I have been trying to generate Brendan Gregg's Cycles-Per-Instruction Flame Graphs on OS X (10.10), mostly to check cache-related CPU stalls. However, after working on it for a good while, it's looking to me like the given method is somewhat shaky, and the same or better insights about the code can be gotten more easily; partly thanks to Instruments.app, … and partly in spite of Instruments.app.
Now, the first thing to notice is that those inspiring CPI Flame Graphs are in fact not showing CPI. Gregg is sampling independently "cycle" events and "resource stall" events, meaning that he's taking a stack trace every time the "cycle" counter counts 1 million, and everytime the "resource stall" event counter counts 1 million .
And, if I am not missing anything (unsure because the only example is the truncated stack trace in the blog post, there are no further examples in the GitHub repo, and I didn't get any response to my comments), then those events are treated by Gregg as independent. So, at the end of the sampling and graphing process, what the we get is actually a display of which parts of the code have an imbalance between "resource stall" events and "cycle" events. Which is interesting in itself, but I don't see how that can be called "CPI" – unless heavily quoted . In fact, if anything, it would be (an approximation of) something more like "Cycles per Stall"; when plotted against proper CPI they are not far off, but they certainly are not the same.

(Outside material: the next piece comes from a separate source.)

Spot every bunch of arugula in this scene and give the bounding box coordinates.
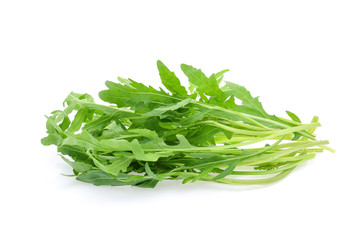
[42,61,333,188]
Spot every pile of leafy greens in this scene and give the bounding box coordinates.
[42,61,332,188]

So, if we decide that sampling for resource stalls is interesting in itself, turns out that good old  Instruments.app is enough for getting most of the bang-for-the-buck:
- fire it,
- create a Counter document,
- choose to sample on event,
- choose RESOURCE_STALLS.ANY,
- choose any number of events – probably 1M is ok to begin with, and choose the kind of stacks that interest you – user, kernel, both.

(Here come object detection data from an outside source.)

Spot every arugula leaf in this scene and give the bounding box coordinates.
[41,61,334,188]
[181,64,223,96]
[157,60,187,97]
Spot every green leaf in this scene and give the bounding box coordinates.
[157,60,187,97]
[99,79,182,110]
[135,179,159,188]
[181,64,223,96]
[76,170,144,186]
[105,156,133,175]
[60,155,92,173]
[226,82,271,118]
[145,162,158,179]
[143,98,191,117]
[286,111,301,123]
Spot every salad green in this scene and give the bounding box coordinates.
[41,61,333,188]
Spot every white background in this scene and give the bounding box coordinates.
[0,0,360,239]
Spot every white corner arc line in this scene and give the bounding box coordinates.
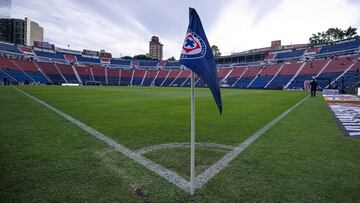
[134,142,235,155]
[195,96,310,188]
[13,87,310,193]
[14,87,190,193]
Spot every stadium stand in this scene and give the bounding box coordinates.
[0,42,21,53]
[107,68,120,85]
[0,37,360,89]
[57,63,80,83]
[35,61,66,84]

- choose your executable and configure it if needed (params, environment vars)
- run your code.
Again, this is mostly useful for heavily looping code, since chance is that any events will happen most frequently on stall-heavy points. And I am betting that one could justify it properly in a Bayesian way, but I am not going to. Hey, exercise for the interested reader!
Instead I'm going to suggest that, for less loopy code, and frankly for a more general and intuitive usage , sampling by time might be better. One problem is that Instruments.app's GUI in v6.4, current as of OS X 10.10, does not work for time units different than millisecs; it lets you choose seconds and microseconds, but it doesn't honor that anyway. So if you find yourself wanting shorter periods than millisecs you'll have to for example sample on the "cycle" events. 

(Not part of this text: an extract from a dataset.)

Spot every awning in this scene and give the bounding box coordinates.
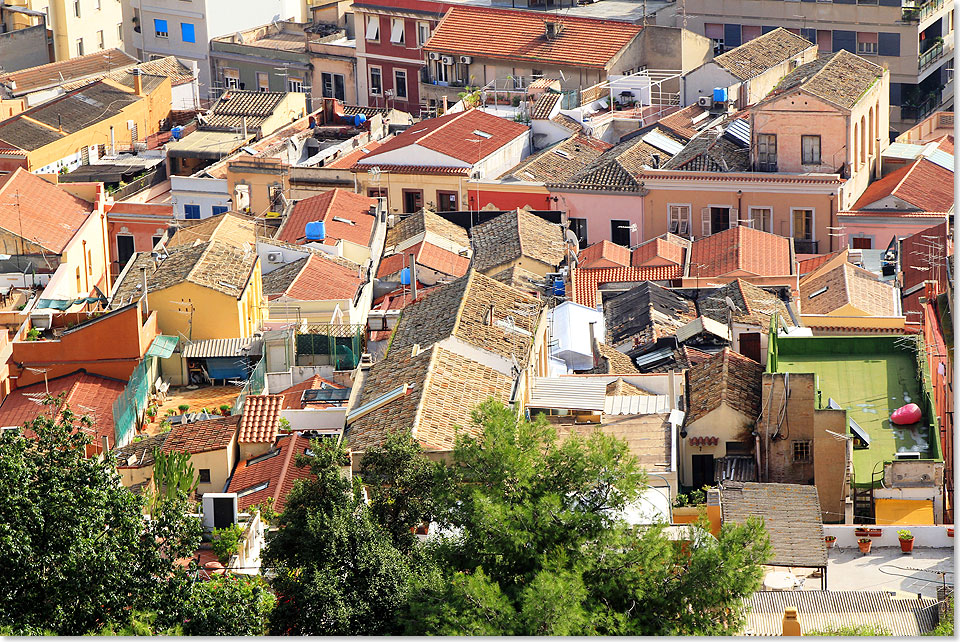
[146,334,179,359]
[875,497,934,526]
[183,337,263,359]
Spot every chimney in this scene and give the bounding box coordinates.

However, sampling at 1ms might be good enough. When sampling by time the values of the counters at every sample point reflect what happened on that period. So it is now trivial to collect the "cycles" and "instructions" counters for each sample, divide them, and you have the real (though averaged!) CPI for the last period; indeed, you can capture not only raw counters but formulas, and you can see that the IPC formula is provided by default in the gear menu. And it's even correctly defined: Instructions executed / Cycle. No need to take a detour through "resource stalls".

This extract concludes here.